Infolge der COVID-19-Pandemie müssen weiterhin zahlreiche Einrichtungen und Betriebe ihre Arbeit einstellen und/oder ihre Läden schließen. Viele Eltern sind von Kurzarbeit oder Freistellungen betroffen und erhalten Einkommensersatzleistungen, insbesondere Kurzarbeitergeld und Arbeitslosengeld, die diese Einkommenswegfälle ausgleichen.

Um die wirtschaftliche Stabilität von Familien in der COVID-19-Pandemie zu gewährleisten, wurden die Sonderregelungen im Elterngeld, die Einkommensverluste durch die Covid-19-Pandemie ausgleichen sollen, bis zum 31. Dezember 2021 verlängert.

Werdende Eltern können auch weiterhin Monate mit pandemiebedingt geminderten Einkommen von der Elterngeldberechnung  ausnehmen. Dies betrifft werdende Eltern, die infolge der COVID-19-Pandemie Einkommensausfälle haben, etwa weil sie Kurzarbeitergeld beziehen. Darüber hinaus sollen Einkommensersatzleistungen wie beispielsweise Kurzarbeitergeld und Arbeitslosengeld I  das Elterngeld nicht reduzieren. Dies betrifft Eltern, die bislang in Teilzeit  arbeiten und Elterngeld beziehen.

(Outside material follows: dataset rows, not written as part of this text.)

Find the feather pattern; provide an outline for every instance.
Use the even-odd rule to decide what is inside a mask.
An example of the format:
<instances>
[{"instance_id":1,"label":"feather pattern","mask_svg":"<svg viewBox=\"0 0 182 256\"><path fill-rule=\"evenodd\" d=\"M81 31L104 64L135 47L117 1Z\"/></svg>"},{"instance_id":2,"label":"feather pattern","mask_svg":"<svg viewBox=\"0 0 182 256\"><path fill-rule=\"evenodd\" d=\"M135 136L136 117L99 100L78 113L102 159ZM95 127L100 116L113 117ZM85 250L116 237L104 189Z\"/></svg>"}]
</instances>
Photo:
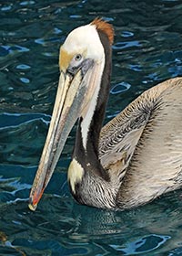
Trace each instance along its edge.
<instances>
[{"instance_id":1,"label":"feather pattern","mask_svg":"<svg viewBox=\"0 0 182 256\"><path fill-rule=\"evenodd\" d=\"M120 176L119 208L145 204L181 187L182 78L145 91L103 127L99 158Z\"/></svg>"}]
</instances>

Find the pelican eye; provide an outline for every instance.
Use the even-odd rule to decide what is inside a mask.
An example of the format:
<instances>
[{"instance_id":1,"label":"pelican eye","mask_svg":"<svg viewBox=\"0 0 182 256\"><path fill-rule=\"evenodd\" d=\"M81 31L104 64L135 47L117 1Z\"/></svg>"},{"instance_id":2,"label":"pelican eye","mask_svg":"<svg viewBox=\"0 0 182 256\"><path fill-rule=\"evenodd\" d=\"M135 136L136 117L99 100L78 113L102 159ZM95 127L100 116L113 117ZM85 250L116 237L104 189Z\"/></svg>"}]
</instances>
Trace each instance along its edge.
<instances>
[{"instance_id":1,"label":"pelican eye","mask_svg":"<svg viewBox=\"0 0 182 256\"><path fill-rule=\"evenodd\" d=\"M76 55L75 56L75 60L76 60L76 61L80 61L81 59L82 59L81 54L76 54Z\"/></svg>"}]
</instances>

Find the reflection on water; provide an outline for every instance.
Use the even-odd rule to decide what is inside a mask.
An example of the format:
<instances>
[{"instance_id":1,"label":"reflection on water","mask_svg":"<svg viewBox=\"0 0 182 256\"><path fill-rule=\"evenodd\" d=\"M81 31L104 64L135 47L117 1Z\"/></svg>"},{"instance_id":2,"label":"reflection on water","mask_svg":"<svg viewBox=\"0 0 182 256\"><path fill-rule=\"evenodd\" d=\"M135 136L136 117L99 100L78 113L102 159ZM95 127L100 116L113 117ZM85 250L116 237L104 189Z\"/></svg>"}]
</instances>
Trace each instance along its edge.
<instances>
[{"instance_id":1,"label":"reflection on water","mask_svg":"<svg viewBox=\"0 0 182 256\"><path fill-rule=\"evenodd\" d=\"M115 27L107 122L145 90L182 75L181 7L179 0L0 3L0 255L182 255L180 191L124 212L74 202L66 168L75 131L39 208L27 208L66 34L96 16Z\"/></svg>"}]
</instances>

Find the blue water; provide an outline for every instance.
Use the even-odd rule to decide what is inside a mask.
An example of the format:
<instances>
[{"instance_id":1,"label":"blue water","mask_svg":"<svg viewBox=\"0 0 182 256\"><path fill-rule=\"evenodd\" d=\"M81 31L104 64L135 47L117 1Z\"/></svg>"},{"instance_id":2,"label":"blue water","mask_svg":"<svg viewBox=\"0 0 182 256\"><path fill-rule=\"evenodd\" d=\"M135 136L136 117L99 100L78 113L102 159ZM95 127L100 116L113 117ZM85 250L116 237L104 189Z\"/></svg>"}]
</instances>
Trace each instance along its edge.
<instances>
[{"instance_id":1,"label":"blue water","mask_svg":"<svg viewBox=\"0 0 182 256\"><path fill-rule=\"evenodd\" d=\"M124 212L77 205L66 184L75 129L35 212L27 208L51 118L58 49L103 16L115 27L108 122L182 75L182 1L0 1L0 255L182 255L182 192Z\"/></svg>"}]
</instances>

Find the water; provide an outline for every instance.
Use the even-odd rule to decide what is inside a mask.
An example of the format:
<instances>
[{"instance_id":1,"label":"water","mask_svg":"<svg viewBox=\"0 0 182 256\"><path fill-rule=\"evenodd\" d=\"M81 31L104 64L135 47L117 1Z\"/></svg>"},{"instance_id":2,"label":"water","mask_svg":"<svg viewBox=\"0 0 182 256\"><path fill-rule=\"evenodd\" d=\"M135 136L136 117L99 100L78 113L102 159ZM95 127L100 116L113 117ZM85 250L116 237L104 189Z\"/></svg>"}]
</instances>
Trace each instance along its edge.
<instances>
[{"instance_id":1,"label":"water","mask_svg":"<svg viewBox=\"0 0 182 256\"><path fill-rule=\"evenodd\" d=\"M58 48L96 16L116 30L106 122L145 90L182 75L182 2L0 2L0 255L182 255L181 191L125 212L77 205L71 133L35 212L27 208L58 80Z\"/></svg>"}]
</instances>

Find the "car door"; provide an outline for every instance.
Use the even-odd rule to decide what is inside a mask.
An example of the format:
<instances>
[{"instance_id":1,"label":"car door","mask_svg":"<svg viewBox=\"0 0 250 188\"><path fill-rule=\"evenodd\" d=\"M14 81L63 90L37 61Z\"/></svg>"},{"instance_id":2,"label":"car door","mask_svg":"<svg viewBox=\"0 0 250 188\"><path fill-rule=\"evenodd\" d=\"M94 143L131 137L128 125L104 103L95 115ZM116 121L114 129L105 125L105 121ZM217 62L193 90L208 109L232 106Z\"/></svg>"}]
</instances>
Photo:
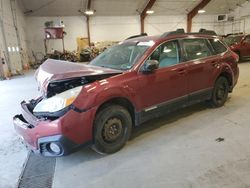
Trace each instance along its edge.
<instances>
[{"instance_id":1,"label":"car door","mask_svg":"<svg viewBox=\"0 0 250 188\"><path fill-rule=\"evenodd\" d=\"M241 44L241 55L243 57L250 57L250 35L247 35Z\"/></svg>"},{"instance_id":2,"label":"car door","mask_svg":"<svg viewBox=\"0 0 250 188\"><path fill-rule=\"evenodd\" d=\"M159 68L152 73L138 73L140 88L137 96L142 112L151 116L173 110L187 102L187 66L180 62L177 40L161 44L148 60L159 61ZM150 116L150 115L151 116Z\"/></svg>"},{"instance_id":3,"label":"car door","mask_svg":"<svg viewBox=\"0 0 250 188\"><path fill-rule=\"evenodd\" d=\"M219 59L213 56L207 39L188 38L181 41L188 64L187 91L189 103L196 103L209 97L212 91L211 78Z\"/></svg>"}]
</instances>

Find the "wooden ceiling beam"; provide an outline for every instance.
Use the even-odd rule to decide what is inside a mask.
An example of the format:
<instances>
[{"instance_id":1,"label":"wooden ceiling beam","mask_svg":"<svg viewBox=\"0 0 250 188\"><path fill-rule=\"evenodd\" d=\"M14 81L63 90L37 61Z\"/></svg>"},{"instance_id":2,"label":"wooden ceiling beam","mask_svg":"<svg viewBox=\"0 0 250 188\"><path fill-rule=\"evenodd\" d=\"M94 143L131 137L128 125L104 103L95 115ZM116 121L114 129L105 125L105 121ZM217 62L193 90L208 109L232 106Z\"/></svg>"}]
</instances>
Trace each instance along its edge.
<instances>
[{"instance_id":1,"label":"wooden ceiling beam","mask_svg":"<svg viewBox=\"0 0 250 188\"><path fill-rule=\"evenodd\" d=\"M155 4L156 0L148 0L147 5L145 8L142 10L140 14L140 20L141 20L141 33L144 33L144 21L147 16L147 10L151 9L153 5Z\"/></svg>"},{"instance_id":2,"label":"wooden ceiling beam","mask_svg":"<svg viewBox=\"0 0 250 188\"><path fill-rule=\"evenodd\" d=\"M203 9L211 0L202 0L196 7L191 10L187 15L187 32L192 30L192 20L198 14L200 9Z\"/></svg>"}]
</instances>

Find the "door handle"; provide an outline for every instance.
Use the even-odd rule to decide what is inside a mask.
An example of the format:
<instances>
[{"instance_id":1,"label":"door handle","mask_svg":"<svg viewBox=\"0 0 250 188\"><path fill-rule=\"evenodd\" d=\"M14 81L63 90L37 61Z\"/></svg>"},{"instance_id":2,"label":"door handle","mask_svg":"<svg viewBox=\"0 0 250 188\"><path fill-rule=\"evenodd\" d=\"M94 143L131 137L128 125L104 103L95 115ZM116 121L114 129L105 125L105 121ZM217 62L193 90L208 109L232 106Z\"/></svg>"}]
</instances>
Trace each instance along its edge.
<instances>
[{"instance_id":1,"label":"door handle","mask_svg":"<svg viewBox=\"0 0 250 188\"><path fill-rule=\"evenodd\" d=\"M178 72L178 74L183 75L183 74L186 73L186 70L185 69L179 69L179 70L177 70L177 72Z\"/></svg>"},{"instance_id":2,"label":"door handle","mask_svg":"<svg viewBox=\"0 0 250 188\"><path fill-rule=\"evenodd\" d=\"M217 67L218 64L219 64L219 62L218 62L218 61L212 61L210 64L211 64L213 67Z\"/></svg>"}]
</instances>

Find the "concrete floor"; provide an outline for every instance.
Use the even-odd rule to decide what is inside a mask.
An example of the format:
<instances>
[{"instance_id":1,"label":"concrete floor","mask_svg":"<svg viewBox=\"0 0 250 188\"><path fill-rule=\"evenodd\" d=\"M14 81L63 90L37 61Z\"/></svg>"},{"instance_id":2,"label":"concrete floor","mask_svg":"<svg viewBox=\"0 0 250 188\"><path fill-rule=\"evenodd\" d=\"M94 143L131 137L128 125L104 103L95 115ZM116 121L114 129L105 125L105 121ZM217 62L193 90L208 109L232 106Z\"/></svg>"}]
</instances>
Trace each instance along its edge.
<instances>
[{"instance_id":1,"label":"concrete floor","mask_svg":"<svg viewBox=\"0 0 250 188\"><path fill-rule=\"evenodd\" d=\"M53 187L250 187L250 63L239 67L239 83L224 107L198 104L148 122L113 155L85 148L57 158ZM11 117L19 101L37 94L36 84L28 74L0 82L0 93L0 188L6 188L26 157Z\"/></svg>"}]
</instances>

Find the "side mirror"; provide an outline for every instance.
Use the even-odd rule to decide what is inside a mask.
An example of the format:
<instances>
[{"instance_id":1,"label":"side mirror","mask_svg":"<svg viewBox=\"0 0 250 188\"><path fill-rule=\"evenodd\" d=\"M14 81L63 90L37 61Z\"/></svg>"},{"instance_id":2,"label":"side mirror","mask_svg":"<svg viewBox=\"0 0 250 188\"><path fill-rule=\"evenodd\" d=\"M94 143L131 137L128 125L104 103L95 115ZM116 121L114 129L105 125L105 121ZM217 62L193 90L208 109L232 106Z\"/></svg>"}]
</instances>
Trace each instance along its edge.
<instances>
[{"instance_id":1,"label":"side mirror","mask_svg":"<svg viewBox=\"0 0 250 188\"><path fill-rule=\"evenodd\" d=\"M142 72L143 73L151 73L154 70L159 68L159 61L157 60L147 60L143 65Z\"/></svg>"}]
</instances>

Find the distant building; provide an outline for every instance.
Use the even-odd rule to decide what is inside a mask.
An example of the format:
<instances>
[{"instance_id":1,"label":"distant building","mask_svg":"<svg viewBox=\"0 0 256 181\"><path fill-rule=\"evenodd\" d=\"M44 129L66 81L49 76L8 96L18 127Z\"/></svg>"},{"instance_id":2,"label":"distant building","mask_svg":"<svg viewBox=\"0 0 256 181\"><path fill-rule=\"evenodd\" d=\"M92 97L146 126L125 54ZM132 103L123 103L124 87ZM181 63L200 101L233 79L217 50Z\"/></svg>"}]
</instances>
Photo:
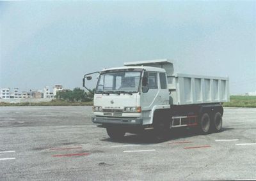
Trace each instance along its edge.
<instances>
[{"instance_id":1,"label":"distant building","mask_svg":"<svg viewBox=\"0 0 256 181\"><path fill-rule=\"evenodd\" d=\"M21 93L22 98L23 99L26 99L30 98L29 94L26 92L26 91L22 91Z\"/></svg>"},{"instance_id":2,"label":"distant building","mask_svg":"<svg viewBox=\"0 0 256 181\"><path fill-rule=\"evenodd\" d=\"M44 99L45 99L45 98L49 98L50 90L49 90L49 87L48 87L48 86L45 86L45 87L44 88L44 90L43 90L43 91L44 91L44 92L43 92L43 94L44 94L43 98L44 98Z\"/></svg>"},{"instance_id":3,"label":"distant building","mask_svg":"<svg viewBox=\"0 0 256 181\"><path fill-rule=\"evenodd\" d=\"M55 96L57 94L58 91L61 91L63 90L63 87L61 85L55 85L53 87L53 96Z\"/></svg>"},{"instance_id":4,"label":"distant building","mask_svg":"<svg viewBox=\"0 0 256 181\"><path fill-rule=\"evenodd\" d=\"M10 88L0 89L0 98L1 99L10 99Z\"/></svg>"},{"instance_id":5,"label":"distant building","mask_svg":"<svg viewBox=\"0 0 256 181\"><path fill-rule=\"evenodd\" d=\"M14 88L14 98L19 98L19 88Z\"/></svg>"},{"instance_id":6,"label":"distant building","mask_svg":"<svg viewBox=\"0 0 256 181\"><path fill-rule=\"evenodd\" d=\"M44 97L44 94L40 91L32 91L31 96L32 98L40 99Z\"/></svg>"}]
</instances>

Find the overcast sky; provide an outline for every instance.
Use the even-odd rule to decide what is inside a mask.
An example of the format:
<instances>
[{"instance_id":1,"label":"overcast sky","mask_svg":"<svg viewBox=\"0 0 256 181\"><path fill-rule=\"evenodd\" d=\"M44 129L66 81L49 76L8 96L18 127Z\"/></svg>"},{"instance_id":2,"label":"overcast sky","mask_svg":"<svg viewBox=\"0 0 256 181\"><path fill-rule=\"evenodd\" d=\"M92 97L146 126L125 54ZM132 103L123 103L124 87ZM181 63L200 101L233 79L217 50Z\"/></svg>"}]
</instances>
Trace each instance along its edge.
<instances>
[{"instance_id":1,"label":"overcast sky","mask_svg":"<svg viewBox=\"0 0 256 181\"><path fill-rule=\"evenodd\" d=\"M0 25L2 88L81 87L86 73L168 58L256 90L256 1L1 1Z\"/></svg>"}]
</instances>

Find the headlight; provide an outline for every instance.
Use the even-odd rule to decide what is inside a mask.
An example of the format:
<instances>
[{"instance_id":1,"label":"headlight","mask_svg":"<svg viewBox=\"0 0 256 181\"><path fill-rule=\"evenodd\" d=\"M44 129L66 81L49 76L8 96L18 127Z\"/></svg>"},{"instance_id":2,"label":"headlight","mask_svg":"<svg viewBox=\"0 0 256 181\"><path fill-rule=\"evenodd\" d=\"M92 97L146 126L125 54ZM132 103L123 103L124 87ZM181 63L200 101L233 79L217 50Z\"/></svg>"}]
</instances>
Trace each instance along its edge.
<instances>
[{"instance_id":1,"label":"headlight","mask_svg":"<svg viewBox=\"0 0 256 181\"><path fill-rule=\"evenodd\" d=\"M141 112L141 107L125 107L124 109L124 112L140 113Z\"/></svg>"},{"instance_id":2,"label":"headlight","mask_svg":"<svg viewBox=\"0 0 256 181\"><path fill-rule=\"evenodd\" d=\"M92 110L95 112L102 112L102 106L93 106L92 107Z\"/></svg>"}]
</instances>

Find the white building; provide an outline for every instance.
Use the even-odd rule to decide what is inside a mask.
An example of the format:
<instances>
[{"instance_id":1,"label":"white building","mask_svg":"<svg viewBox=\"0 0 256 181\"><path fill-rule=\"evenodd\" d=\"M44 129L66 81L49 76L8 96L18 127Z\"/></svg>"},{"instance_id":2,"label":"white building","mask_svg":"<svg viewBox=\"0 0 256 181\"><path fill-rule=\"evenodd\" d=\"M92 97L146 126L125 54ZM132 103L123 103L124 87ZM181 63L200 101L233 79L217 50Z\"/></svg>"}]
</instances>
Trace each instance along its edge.
<instances>
[{"instance_id":1,"label":"white building","mask_svg":"<svg viewBox=\"0 0 256 181\"><path fill-rule=\"evenodd\" d=\"M26 99L26 98L30 98L30 95L29 95L29 94L28 94L28 92L26 91L22 91L21 96L22 96L22 98L23 98L23 99Z\"/></svg>"},{"instance_id":2,"label":"white building","mask_svg":"<svg viewBox=\"0 0 256 181\"><path fill-rule=\"evenodd\" d=\"M63 90L63 88L61 85L55 85L53 87L53 96L55 96L57 94L57 92L60 90Z\"/></svg>"},{"instance_id":3,"label":"white building","mask_svg":"<svg viewBox=\"0 0 256 181\"><path fill-rule=\"evenodd\" d=\"M44 90L43 90L43 94L44 94L44 99L45 98L50 98L50 90L49 89L49 86L45 86L44 88Z\"/></svg>"},{"instance_id":4,"label":"white building","mask_svg":"<svg viewBox=\"0 0 256 181\"><path fill-rule=\"evenodd\" d=\"M10 88L0 89L1 99L10 99Z\"/></svg>"},{"instance_id":5,"label":"white building","mask_svg":"<svg viewBox=\"0 0 256 181\"><path fill-rule=\"evenodd\" d=\"M19 88L14 88L14 98L19 98Z\"/></svg>"}]
</instances>

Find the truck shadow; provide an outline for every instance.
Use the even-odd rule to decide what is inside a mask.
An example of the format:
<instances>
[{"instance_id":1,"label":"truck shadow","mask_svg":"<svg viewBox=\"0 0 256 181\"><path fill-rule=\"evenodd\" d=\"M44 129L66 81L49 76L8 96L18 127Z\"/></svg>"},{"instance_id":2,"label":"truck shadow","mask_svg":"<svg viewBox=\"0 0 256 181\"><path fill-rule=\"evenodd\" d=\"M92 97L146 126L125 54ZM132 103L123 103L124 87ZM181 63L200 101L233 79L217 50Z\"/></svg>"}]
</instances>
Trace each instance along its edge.
<instances>
[{"instance_id":1,"label":"truck shadow","mask_svg":"<svg viewBox=\"0 0 256 181\"><path fill-rule=\"evenodd\" d=\"M230 131L234 128L233 127L223 127L221 132ZM212 134L218 134L218 133L212 133L207 135ZM196 129L189 128L176 128L173 129L170 132L170 134L166 139L162 141L158 141L156 140L151 132L148 131L141 134L134 134L127 133L124 138L119 140L113 140L110 138L101 139L101 141L109 141L113 143L132 143L132 144L151 144L151 143L158 143L169 141L172 140L175 140L180 138L191 138L193 136L202 135L199 134Z\"/></svg>"}]
</instances>

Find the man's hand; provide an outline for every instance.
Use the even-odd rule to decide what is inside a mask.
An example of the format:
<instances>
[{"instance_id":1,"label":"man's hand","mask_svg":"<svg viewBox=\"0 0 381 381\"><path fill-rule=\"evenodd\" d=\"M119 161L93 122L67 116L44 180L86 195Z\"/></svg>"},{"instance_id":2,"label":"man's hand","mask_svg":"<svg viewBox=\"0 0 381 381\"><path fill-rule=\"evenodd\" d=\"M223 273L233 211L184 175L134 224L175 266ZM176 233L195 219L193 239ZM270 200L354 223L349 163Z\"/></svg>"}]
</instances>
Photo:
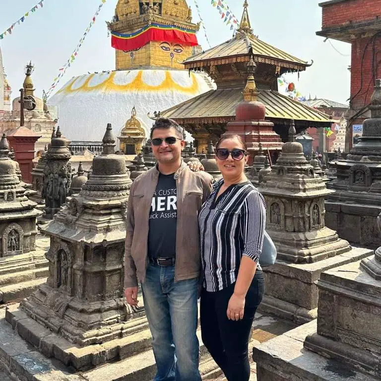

Außerdem wurde die Corona-Sonderregelung zum Partnerschaftsbonus verlängert. Eltern verlieren ihren Partnerschaftsbonus nicht, wenn sie auf Grund der Covid-19-Pandemie nicht wie geplant zwischen 25 und 30 Wochenstunden arbeiten können. Es gelten die Angaben bei Antragstellung für den Partnerschaftsbonus, wenn der Bezug des Partnerschaftsbonus ganz oder teilweise zwischen dem 1. März 2020 und 31. Dezember 2021 liegt.